Bem, ainda bem, elas devem ter medo. Devem ter medo porque ela não se depila, sim… Oh meu deus, há tantas guerras a acontecer agora (risos). Só me apetece dizer, "por favor, vá lá" ... Se calhar têm medo porque não querem que ninguém saiba que se peidam durante o sono... Eu costumava achar tipo, "ó coitadas das raparigas que estão sempre a ser pressionadas para ser magras, bonitas, simpáticas e populares…" Nesta altura acho que já evoluímos e ultrapassámos isso. A minha mensagem para o mundo é a seguinte: "Tenta ter a certeza do que queres fazer e assusta-te se não o conseguires concretizar. Não te assustes por não conseguires ser aquilo que todos querem que sejas."
Pode ser uma mensagem forte. Na maioria das vezes as pessoas podem estar perdidas naquilo que são as expectativas às quais querem responder. Não?
Atualmente não damos muito espaço à nossa imaginação, cada momento livre que temos é passado na internet, isso impede a divagação da mente. E precisas de imaginação para perceber o que queres para ti, na tua vida. Temos imenso tempo livre, e sinto que se ele for preenchido pela internet não nos estamos a oferecer as oportunidades necessárias para perceber do que gostamos realmente.
O que é realmente importante agora? E és muito disciplinada com a tua escrita? Escreves todos os dias?
Eu sou uma pessoa um pouco estranha e posso abstrair-me e ser muito consumida pela minha própria existência sem sentido... (risos) E o tédio que existe nisso.

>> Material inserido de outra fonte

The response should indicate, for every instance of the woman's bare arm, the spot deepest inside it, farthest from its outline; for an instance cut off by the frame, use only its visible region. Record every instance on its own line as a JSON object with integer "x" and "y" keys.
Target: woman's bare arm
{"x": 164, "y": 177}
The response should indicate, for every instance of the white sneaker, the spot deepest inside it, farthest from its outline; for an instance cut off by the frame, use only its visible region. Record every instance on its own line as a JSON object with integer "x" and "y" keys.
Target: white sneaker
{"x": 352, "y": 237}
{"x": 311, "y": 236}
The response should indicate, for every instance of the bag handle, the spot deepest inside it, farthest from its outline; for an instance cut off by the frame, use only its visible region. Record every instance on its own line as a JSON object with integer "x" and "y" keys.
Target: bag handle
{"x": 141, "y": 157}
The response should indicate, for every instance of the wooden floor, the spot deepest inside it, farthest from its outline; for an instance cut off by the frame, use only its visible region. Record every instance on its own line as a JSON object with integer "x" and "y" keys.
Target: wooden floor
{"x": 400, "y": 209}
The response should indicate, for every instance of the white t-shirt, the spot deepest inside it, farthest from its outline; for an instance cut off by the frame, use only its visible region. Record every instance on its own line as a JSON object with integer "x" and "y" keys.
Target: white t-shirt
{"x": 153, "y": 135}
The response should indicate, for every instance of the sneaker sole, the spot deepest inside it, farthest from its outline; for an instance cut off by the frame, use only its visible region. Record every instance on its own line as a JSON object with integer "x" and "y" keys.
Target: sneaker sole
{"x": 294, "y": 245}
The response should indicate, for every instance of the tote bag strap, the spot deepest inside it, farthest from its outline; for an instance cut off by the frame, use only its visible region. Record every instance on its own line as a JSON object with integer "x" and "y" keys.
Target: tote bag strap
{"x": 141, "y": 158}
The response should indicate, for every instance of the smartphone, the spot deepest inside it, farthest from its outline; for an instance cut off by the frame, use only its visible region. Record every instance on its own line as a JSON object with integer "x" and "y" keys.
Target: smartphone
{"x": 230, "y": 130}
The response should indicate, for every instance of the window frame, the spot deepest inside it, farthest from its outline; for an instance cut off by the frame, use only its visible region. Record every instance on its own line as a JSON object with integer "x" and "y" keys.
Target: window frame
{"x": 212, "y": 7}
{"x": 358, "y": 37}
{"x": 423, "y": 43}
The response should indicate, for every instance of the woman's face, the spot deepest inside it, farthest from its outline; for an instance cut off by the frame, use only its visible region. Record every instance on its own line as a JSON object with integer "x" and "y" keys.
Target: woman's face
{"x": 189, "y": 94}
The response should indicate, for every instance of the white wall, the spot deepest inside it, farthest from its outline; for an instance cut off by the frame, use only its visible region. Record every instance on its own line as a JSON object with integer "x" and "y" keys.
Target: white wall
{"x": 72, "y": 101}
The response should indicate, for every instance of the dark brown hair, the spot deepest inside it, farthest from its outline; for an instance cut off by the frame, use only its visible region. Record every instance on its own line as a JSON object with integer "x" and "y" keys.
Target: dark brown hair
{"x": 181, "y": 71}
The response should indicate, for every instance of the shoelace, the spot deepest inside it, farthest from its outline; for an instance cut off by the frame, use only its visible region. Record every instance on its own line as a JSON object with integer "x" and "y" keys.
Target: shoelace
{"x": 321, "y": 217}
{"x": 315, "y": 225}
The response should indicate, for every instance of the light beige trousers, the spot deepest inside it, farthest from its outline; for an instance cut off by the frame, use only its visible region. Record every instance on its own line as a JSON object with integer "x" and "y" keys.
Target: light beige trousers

Para mim isso é um alívio, caso contrário poderia ir para outra galáxia. Portanto eu escolho focar-me no que me liga ao planeta, e isso é cuidar dos meus cães, cuidar da minha casa, cuidar de mim e também cuido muito do meu trabalho. Cuido das minhas amizades... (pausa) E sim, eu escrevo todos os dias.
Pareces quase nostálgica ao dizer isso.
(Ottessa ri-se.)
Temos de acabar. Obrigado pela conversa.
De nada. Boa sorte para a escrita do artigo.